Each client that approaches a server sends a short message that depends on a secret piece of information known to that client. The server is able to efficiently consolidate messages received from many different clients and generate a short proof for the number of clients that visited. The length of the proof is much shorter than the number of clients the server has served (one might think of each client as sending the server a one-cent coin and then the server somehow converting 10000 such coins into a single $100 note).
The security features of the scheme are:
- Servers are prevented from inflating the count of their reported clients (even if a coalition of servers cooperates and tries to forge proofs).
- Servers are protected from subversive clients that send erroneous metering messages.
- The privacy of the client is protected: the proofs that servers produce are for the number of clients that visited them and do not disclose the identities of these clients.
Current methods of Web measurement services do not provide secure and efficient measurement of accesses to web pages. In particular, it is very hard to accumulate data on most Web sites since web measurements, which are based on user survey, do not provide reliable statistics for all but the most popular sites. Other Internet metering schemes require an audit agency to install a metering module in an audited web server, which counts the number of visits by clients. The security of these schemes is based on the tamper-resistance of the metering module: if it is broken by the web site, then it can start sending false usage reports. Past experience in the software and pay-TV industries has shown that tamper-resistant modules can be broken if there is a large enough financial incentive. These methods are secure and efficient, and provide a short proof for the metered data.
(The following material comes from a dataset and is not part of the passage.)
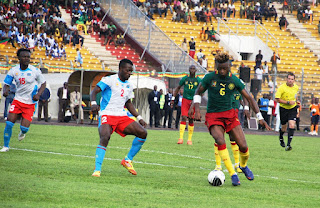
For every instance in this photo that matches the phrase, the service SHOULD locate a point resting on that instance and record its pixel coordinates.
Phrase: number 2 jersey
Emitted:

The method of the present invention does not require the use of tamper-resistant modules at the client nor at the server.
Immediate applications are a secure measurement of visits to a Web site and a secure usage-based accounting mechanism between networks. In the context of the present invention, the “web” is used as an archetype example for a communications network. It should be recognized that many other styles of networks are amenable for using the method of the present invention: computer networks, telecommunications networks, and the like. The method of the present invention provides validated measurements of the amount of service that servers perform for their clients, in a manner that is efficient and is secure against fraud attempts by servers and clients. There are two main applications for such methods: a certified measurement of the usage of Web sites, and measurement of the amount of traffic that a communication network delivers. Both these applications have a tremendous financial importance which makes them targets for fraud and piracy.